I am still having a hard time making regular updates. Things have been kind of nutty for me lately. I don’t recall if I blogged about it or not, but I reduced my dosage of Epival from 1500mg to 1000mg about a month ago. It was extremely hard going for the following week or so, but with some patience and a lot of mindfulness, I was able to struggle through it.
I was supposed to start my rTMS treatments last Wednesday. I was laying in the treatment chair with my shoes off, all ready to go, when the doctor asked me to recap what meds I was taking. I gave him my list and he seemed a little troubled. He excused himself from the room and then reemerged to tell me that there would be an issue if I continued taking the Epival during treatment.
I am not sure if this is always the case or if it is just because I am receiving treatment as part of a CAMH study, but he said the Epival would interfere with the efficacy of the treatment. In order for me to proceed, I am having to come off of my Epival completely.
If you’ve been reading the blog for some time, you may recall my mentioning my desire to be on less medication and so I am completely open to coming off the Epival. Where I am struggling is the doctor’s intent to have me at 0mg in 15 days. I don’t know how I will manage.

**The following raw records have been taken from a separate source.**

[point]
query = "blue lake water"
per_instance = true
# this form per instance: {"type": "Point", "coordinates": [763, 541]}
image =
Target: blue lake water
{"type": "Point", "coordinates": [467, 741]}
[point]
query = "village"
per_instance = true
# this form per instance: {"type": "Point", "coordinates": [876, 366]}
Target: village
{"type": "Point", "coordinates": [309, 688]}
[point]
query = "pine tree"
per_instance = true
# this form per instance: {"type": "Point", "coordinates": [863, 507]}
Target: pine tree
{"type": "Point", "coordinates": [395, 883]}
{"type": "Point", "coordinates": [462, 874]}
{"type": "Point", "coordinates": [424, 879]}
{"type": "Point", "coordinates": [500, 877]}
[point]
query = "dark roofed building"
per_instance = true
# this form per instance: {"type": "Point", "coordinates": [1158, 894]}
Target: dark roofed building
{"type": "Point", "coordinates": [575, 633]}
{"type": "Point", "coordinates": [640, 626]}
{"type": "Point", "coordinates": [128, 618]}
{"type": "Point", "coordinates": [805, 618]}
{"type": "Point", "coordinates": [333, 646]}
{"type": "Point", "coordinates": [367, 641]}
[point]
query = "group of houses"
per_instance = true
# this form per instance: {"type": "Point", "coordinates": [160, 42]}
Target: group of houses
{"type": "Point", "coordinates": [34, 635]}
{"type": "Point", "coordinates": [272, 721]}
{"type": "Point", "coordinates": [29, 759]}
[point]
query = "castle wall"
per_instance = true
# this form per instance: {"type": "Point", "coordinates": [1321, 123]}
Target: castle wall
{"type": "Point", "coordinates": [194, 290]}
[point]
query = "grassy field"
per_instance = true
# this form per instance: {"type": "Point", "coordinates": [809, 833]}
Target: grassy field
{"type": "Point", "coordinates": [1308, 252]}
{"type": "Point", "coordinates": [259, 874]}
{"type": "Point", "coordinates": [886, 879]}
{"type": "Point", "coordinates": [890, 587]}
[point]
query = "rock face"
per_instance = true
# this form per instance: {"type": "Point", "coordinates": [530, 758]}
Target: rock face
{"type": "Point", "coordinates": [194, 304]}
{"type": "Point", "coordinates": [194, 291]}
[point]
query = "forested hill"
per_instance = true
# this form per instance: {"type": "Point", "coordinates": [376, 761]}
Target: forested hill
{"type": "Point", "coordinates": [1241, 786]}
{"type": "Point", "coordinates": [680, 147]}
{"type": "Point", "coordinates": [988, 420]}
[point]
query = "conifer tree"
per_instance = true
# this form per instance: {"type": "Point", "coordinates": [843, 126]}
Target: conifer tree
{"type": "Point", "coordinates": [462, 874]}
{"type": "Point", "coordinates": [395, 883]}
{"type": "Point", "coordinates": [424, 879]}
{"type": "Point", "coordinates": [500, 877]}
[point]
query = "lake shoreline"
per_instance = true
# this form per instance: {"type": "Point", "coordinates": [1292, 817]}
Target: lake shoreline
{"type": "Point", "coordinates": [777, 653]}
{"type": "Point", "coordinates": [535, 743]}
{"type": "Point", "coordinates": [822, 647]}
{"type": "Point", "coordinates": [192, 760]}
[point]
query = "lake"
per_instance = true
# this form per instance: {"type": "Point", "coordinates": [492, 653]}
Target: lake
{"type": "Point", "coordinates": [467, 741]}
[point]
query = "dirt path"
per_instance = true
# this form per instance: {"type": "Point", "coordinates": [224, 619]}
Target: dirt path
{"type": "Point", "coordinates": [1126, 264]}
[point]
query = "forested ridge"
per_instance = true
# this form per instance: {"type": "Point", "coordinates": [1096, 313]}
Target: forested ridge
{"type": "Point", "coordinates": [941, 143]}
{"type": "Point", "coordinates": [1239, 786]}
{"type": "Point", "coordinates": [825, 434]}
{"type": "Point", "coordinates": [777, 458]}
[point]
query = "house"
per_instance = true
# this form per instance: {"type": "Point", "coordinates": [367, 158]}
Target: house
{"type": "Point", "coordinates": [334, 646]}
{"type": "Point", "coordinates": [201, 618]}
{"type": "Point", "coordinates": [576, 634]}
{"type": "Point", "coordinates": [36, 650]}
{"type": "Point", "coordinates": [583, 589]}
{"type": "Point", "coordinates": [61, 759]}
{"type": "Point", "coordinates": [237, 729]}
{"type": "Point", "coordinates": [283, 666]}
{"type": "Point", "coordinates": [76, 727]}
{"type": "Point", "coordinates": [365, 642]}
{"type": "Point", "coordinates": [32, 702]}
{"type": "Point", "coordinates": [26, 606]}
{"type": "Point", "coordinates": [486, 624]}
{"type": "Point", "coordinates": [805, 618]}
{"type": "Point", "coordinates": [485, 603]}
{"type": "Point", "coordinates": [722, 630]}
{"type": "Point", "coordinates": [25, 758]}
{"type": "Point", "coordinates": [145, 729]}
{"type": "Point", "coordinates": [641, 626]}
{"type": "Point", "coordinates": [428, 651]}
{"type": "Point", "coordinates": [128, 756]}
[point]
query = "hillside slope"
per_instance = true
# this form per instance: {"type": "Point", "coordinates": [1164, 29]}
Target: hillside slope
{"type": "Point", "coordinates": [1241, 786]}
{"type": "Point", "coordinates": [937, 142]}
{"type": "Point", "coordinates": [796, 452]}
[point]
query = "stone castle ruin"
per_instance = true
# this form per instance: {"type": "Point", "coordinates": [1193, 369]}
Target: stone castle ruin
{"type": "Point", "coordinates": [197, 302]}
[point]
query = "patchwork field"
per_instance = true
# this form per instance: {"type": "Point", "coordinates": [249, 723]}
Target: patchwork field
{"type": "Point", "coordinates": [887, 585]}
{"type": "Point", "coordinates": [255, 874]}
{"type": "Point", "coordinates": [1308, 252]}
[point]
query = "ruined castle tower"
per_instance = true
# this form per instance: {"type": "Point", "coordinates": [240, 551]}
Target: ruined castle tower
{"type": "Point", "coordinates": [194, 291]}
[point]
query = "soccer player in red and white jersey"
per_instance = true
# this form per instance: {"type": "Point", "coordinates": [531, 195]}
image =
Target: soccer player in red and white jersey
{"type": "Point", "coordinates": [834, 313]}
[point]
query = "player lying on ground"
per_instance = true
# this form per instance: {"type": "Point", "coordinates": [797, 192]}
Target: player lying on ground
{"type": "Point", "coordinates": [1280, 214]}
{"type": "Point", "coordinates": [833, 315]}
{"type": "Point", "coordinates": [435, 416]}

So far, he has me taking 250mg in the morning and 500mg in the evenings. I am to do that for two weeks and then 250mg in the morning and 250mg in the evening. Then 250mg in the evening until I am done.

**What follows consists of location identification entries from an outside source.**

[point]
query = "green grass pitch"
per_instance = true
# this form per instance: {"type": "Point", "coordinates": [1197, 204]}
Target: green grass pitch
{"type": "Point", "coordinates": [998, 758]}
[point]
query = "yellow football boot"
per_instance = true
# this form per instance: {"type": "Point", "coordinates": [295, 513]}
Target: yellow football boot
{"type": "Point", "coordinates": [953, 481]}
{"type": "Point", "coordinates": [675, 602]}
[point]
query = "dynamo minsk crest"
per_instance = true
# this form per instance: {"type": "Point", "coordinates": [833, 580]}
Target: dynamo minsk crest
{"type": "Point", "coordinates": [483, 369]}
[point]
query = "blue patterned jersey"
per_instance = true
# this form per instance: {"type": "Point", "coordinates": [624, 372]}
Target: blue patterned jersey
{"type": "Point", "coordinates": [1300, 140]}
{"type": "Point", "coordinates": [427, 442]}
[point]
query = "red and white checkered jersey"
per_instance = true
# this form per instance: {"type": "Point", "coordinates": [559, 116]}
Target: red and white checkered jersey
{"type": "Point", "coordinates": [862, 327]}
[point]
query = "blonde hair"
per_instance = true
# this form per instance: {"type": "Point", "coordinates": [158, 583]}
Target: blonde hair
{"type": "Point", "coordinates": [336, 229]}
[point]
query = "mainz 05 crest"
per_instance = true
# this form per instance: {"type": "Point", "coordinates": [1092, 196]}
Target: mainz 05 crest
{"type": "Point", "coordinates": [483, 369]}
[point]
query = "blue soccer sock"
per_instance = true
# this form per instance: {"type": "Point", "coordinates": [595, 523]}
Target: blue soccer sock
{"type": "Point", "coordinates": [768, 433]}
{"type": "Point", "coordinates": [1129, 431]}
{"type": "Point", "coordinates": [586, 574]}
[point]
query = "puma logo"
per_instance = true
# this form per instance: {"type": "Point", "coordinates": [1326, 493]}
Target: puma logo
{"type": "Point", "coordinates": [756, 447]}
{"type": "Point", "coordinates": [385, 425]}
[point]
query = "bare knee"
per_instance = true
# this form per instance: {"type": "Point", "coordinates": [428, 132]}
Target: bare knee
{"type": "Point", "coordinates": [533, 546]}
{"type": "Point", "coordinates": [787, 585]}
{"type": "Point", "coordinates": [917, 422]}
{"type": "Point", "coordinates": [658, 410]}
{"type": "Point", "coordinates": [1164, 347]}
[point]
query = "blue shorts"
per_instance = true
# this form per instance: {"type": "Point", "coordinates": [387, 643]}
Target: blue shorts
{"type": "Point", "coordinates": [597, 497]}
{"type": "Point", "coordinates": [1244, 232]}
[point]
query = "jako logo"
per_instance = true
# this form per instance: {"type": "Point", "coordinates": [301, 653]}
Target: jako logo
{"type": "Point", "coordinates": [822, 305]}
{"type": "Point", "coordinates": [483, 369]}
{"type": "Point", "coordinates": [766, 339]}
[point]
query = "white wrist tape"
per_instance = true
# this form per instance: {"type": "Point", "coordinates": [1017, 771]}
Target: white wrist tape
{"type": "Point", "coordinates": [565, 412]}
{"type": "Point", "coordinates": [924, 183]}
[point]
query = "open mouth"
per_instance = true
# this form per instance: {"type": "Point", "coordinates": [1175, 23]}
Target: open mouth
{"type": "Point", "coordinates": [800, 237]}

I was a little late making it to the pharmacy because I was out of town at my parent’s house over the weekend so I am already 4 days behind schedule.
Aside from disrupted sleep, which had been one of the first symptoms the last time I reduced, I have been doing very well. There have been no mood symptoms and I haven’t been experiencing racing thoughts or anything else typical of bipolar. We are only at day 2 or 3 and so it is still very early days.

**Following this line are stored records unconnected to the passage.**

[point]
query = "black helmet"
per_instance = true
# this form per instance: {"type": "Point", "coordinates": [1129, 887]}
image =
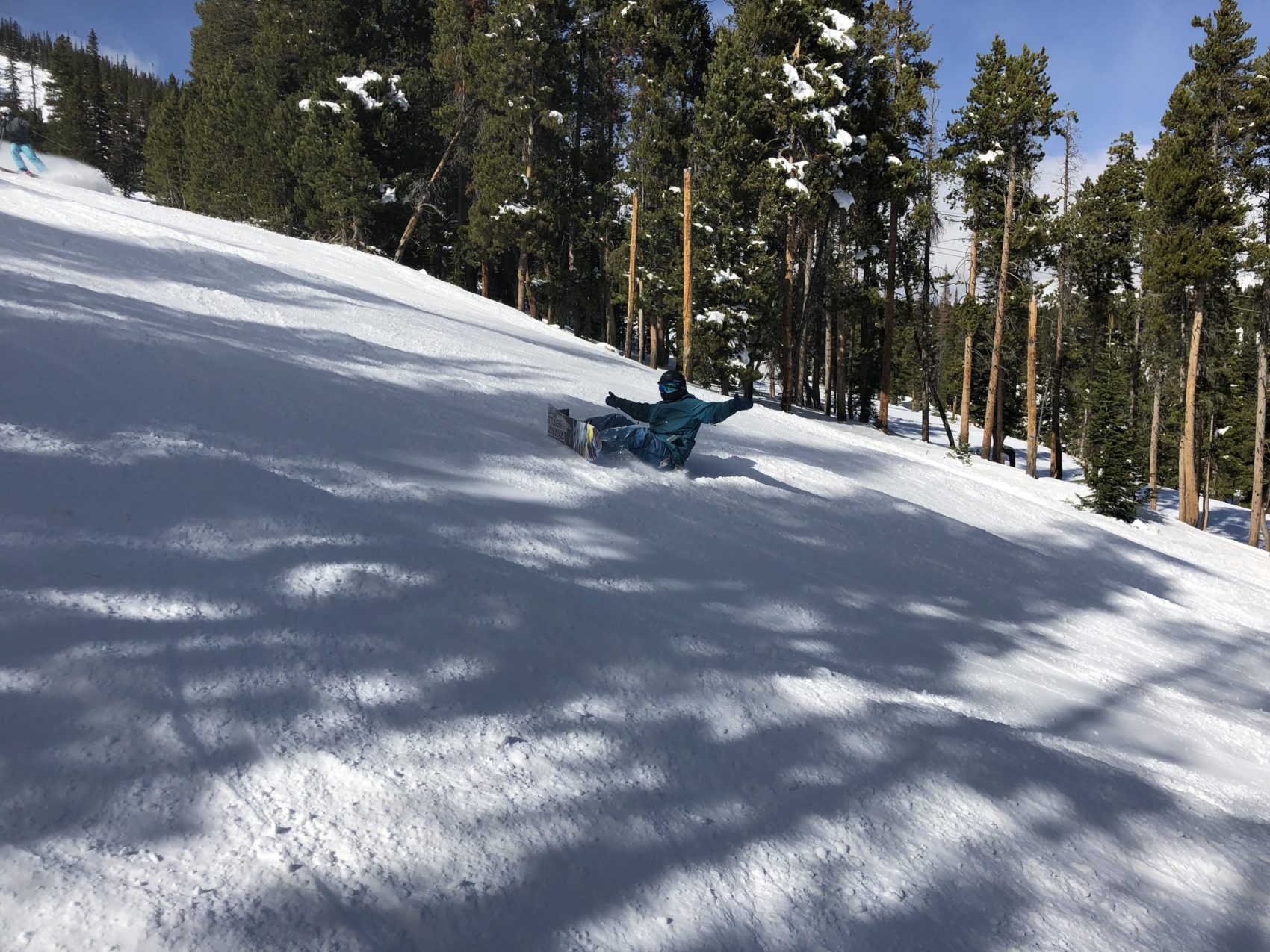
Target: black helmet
{"type": "Point", "coordinates": [672, 386]}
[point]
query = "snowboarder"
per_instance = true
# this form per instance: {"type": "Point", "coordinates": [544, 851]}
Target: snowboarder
{"type": "Point", "coordinates": [16, 130]}
{"type": "Point", "coordinates": [673, 423]}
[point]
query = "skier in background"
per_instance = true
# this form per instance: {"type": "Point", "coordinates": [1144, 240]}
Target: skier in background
{"type": "Point", "coordinates": [673, 423]}
{"type": "Point", "coordinates": [16, 130]}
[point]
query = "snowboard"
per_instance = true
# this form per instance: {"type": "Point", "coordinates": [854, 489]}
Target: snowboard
{"type": "Point", "coordinates": [578, 435]}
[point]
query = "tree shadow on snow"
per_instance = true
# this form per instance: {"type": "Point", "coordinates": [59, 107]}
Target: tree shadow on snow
{"type": "Point", "coordinates": [498, 700]}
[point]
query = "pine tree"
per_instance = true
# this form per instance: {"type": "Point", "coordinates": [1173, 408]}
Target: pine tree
{"type": "Point", "coordinates": [1007, 117]}
{"type": "Point", "coordinates": [905, 128]}
{"type": "Point", "coordinates": [164, 148]}
{"type": "Point", "coordinates": [1189, 186]}
{"type": "Point", "coordinates": [738, 267]}
{"type": "Point", "coordinates": [10, 97]}
{"type": "Point", "coordinates": [97, 117]}
{"type": "Point", "coordinates": [66, 99]}
{"type": "Point", "coordinates": [1110, 466]}
{"type": "Point", "coordinates": [1106, 231]}
{"type": "Point", "coordinates": [125, 165]}
{"type": "Point", "coordinates": [518, 60]}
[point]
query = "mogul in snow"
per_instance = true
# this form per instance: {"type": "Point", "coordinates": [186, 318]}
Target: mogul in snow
{"type": "Point", "coordinates": [16, 131]}
{"type": "Point", "coordinates": [673, 424]}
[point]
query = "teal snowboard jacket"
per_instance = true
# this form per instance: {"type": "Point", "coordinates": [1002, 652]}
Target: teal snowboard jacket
{"type": "Point", "coordinates": [678, 423]}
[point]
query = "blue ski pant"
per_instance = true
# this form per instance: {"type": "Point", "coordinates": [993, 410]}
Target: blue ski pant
{"type": "Point", "coordinates": [19, 152]}
{"type": "Point", "coordinates": [619, 433]}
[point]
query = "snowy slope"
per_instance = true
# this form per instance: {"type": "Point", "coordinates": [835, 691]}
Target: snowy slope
{"type": "Point", "coordinates": [310, 638]}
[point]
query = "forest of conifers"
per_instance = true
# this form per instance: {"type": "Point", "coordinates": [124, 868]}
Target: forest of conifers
{"type": "Point", "coordinates": [577, 159]}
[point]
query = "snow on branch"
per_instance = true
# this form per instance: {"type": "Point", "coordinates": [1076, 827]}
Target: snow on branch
{"type": "Point", "coordinates": [357, 87]}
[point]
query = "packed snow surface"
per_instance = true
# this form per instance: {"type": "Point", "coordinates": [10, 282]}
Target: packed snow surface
{"type": "Point", "coordinates": [310, 638]}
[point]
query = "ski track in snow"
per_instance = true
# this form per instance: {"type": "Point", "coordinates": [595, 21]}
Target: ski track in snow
{"type": "Point", "coordinates": [312, 638]}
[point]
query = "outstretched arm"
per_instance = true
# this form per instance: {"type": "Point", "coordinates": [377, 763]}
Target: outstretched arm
{"type": "Point", "coordinates": [722, 410]}
{"type": "Point", "coordinates": [636, 411]}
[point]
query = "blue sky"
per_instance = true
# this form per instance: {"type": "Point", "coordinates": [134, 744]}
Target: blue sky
{"type": "Point", "coordinates": [1114, 61]}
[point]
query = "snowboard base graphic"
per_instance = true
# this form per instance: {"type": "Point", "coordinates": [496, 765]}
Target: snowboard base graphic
{"type": "Point", "coordinates": [578, 435]}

As I’ve discussed with my social worker, Melinda, I have to be prepared for some discomfort and be patient with myself and whatever symptoms may present themselves. Anything that comes up will only be on the short term and I know that I can calmly walk through it.
I will try to check in here more often to give you updates throughout my withdrawal process and as I start my rTMS treatments.
Have any of you gone through the process of coming off of psychiatric medications? What was the experience like for you? What were your biggest struggles?